Fernand Verhesen : L’instant, la nuit et le siècle

fernand verhesen

Fernand Verhesen

L’occasion de la parution d’un nouveau recueil de poèmes, L’instant de présence, nous a paru belle à saisir pour faire le portrait d’un homme discret mais attentif, Fernand Verhesen, dont l’œuvre considérable n’a pas été que de création, mais aussi de traductions, d’analyses et de partages. Par-delà la poésie, Verhesen témoigne essentiellement d’un engagement pour l’humain.

Fernand Verhesen est né en 1913 à Bruxelles. C’est dire qu’à peu de chose près, il a bouclé le siècle et son activité vigilante a été particulièrement prolixe. Comme nous le confirme Philippe Jones, il a fait « un emploi admirable de son temps« . Car, de prime abord, on est plutôt abasourdi par l’œuvre de Fernand Verhesen qui impressionne autant par la quantité de publications que par la qualité que celles-ci recèlent – une qualité qui se manifeste aussi bien dans un brassage encyclopédique des informations et des lectures que dans une acuité d’analyse qui s’avère intellectuellement des plus réjouissantes pour le lecteur. Il faut se rendre compte – mais il est improbable d’assumer tout cela en un court article – que sa bibliographie, recensant recueils, articles et traductions, fait plus de trente pages, depuis les premières publications, à la fin de années ’30 jusqu’à cet automne.

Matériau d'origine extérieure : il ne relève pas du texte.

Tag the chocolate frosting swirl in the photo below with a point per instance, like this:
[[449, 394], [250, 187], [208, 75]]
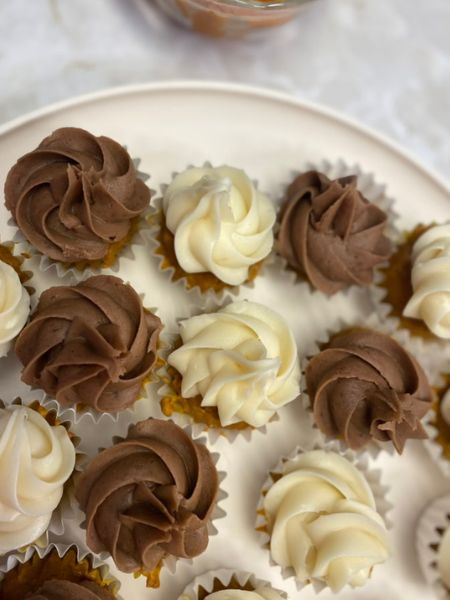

Face à un tel corpus, les éclairages de l’auteur auraient sans doute permis un débroussaillage amenant à pointer l’essentiel dans cette « curiosité énorme » d’un « homme passionné par ce qui se passe autour de lui » (Jones), mais, par égard pour son état de santé, je n’ai pas dérangé Fernand Verhesen et j’ai plutôt cherché à synthétiser son parcours à travers ses propres mots.

Donnons-en les grandes lignes, avant d’essayer d’en préciser la quintessence. Dès avant la Deuxième Guerre, Verhesen participe activement au Journal des Poètes. Ensuite, il est une des chevilles ouvrières de ce qui, sous l’impulsion d’Arthur Haulot (alors Commissaire général au Tourisme), sera d’abord les Rencontres Européennes de Poésie de Knokke dont le succès conduira à la création des Biennales de Poésie (qui se tiennent désormais à Liège, problèmes communautaires obligent). Il crée aussi les éditions Le Cormier, au départ d’un désir artisanal ; il a une presse chez lui et l’envie de diffuser des poèmes – « un plaisir d’imprimer lui-même » (Jones). A cela s’ajoute un engagement humain, dans une époque marquée par les troubles, notamment la Guerre d’Espagne, qui le pousse à traduire les poètes espagnols et hispano-américains. « Sa révolte contre toute injustice attirait son attention vers la littérature espagnole. Puis ce qu’il découvrait dans cette littérature, qui n’était pas simple littérature, mais engagement, de l’œuvre dans la vie et de la vie dans l’œuvre, a fortement joué. C’est une attitude par rapport à la vie et par rapport à la création que je qualifierais d’intégrité complète, radicale. Une révolte contre l’injustice attirait son attention vers la littérature espagnole » (Pierre-Yves Soucy). J’y reviendrai. Enfin, il faut aussi mentionner que Verhesen crée le Centre International d’Etudes Poétiques et le Courrier, périodique à travers lequel « il cherche à connaître l’homme, non par des rencontres directes, mais à travers l’œuvre – d’où de nombreuses correspondances volumineuses, d’une richesse incroyable » (Soucy).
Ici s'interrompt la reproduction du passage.